19. This is the plain difference between the state of nature and the state of war. Some men -- notably Hobbes -- have treated them as the same; but in fact they are as distant from one another as a state of peace, good will, mutual assistance and preservation is distant from a state of enmity, malice, violence and mutual destruction. A state of nature, properly understood, involves
men living together according to reason, with no-one on Earth who stands above them both and has authority to judge between them
Whereas in a state of war
a man uses or declares his intention to use force against another man, with no-one on Earth to whom the other can appeal for relief.

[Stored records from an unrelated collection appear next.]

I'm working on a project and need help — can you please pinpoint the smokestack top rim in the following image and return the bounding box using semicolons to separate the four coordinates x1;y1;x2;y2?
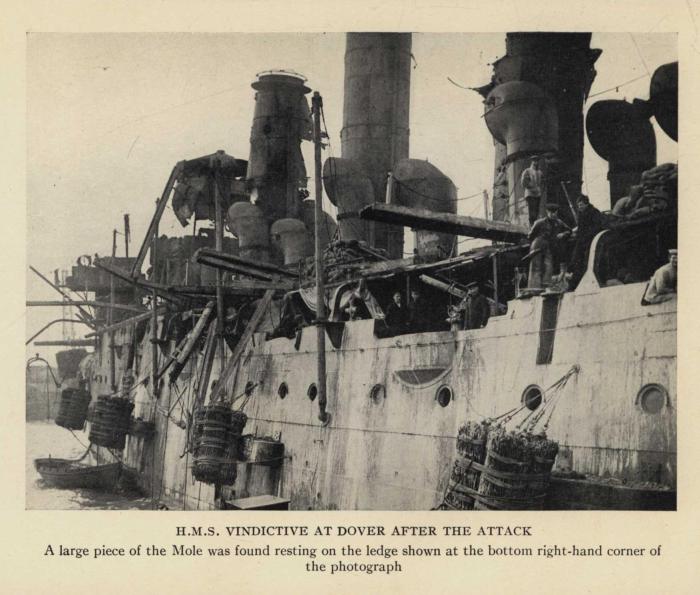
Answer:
252;69;310;93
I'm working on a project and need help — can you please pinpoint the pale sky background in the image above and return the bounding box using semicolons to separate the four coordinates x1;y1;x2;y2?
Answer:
26;32;677;364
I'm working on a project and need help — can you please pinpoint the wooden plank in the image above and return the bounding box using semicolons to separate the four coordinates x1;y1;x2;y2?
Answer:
27;300;145;313
170;280;293;294
209;289;275;403
197;257;279;282
195;248;298;278
130;161;185;278
85;309;166;337
359;202;528;243
95;260;184;304
29;265;96;327
34;339;96;347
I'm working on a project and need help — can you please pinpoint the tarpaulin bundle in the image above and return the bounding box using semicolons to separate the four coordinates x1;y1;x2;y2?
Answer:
640;162;677;207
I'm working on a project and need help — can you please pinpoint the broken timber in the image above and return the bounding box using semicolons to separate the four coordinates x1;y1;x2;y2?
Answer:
359;203;528;243
130;161;185;278
34;339;96;347
26;300;145;314
95;260;184;304
209;289;275;403
194;248;297;284
85;309;166;338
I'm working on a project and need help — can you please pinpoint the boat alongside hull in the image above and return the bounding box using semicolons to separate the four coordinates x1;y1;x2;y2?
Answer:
34;458;121;491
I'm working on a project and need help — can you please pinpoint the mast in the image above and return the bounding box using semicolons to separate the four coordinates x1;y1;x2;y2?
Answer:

It is the lack of such an appeal that gives a man the right of war against an aggressor, not only in a state of nature but even if they are both subjects in a single society. [The rest of this section expands on Locke’s version in ways that ·dots· can’t easily
indicate.] If a thief has already stolen all that I am worth and is not a continuing threat to me, I may not harm him except through an appeal to the law. But if he is now setting on me to rob me—even if it’s just my horse or my coat that he is after—I may kill him. There is the law, which was made for my protection, but there is no time for it to intervene to save me from losing my goods and perhaps losing my life (and if I lose that there is no reparation). Furthermore, it is the thief’s fault that there is no time for an appeal to the judge that stands over him and me—namely, the law—and so I am allowed to make my own defence, and to be at war with the thief and to kill him if I can. What puts men into a state of nature is the lack of a common judge who has authority; the use of unlawful force against a man’s person creates a state of war, whether or not there is a common judge and (therefore) whether or not they are in a state of nature.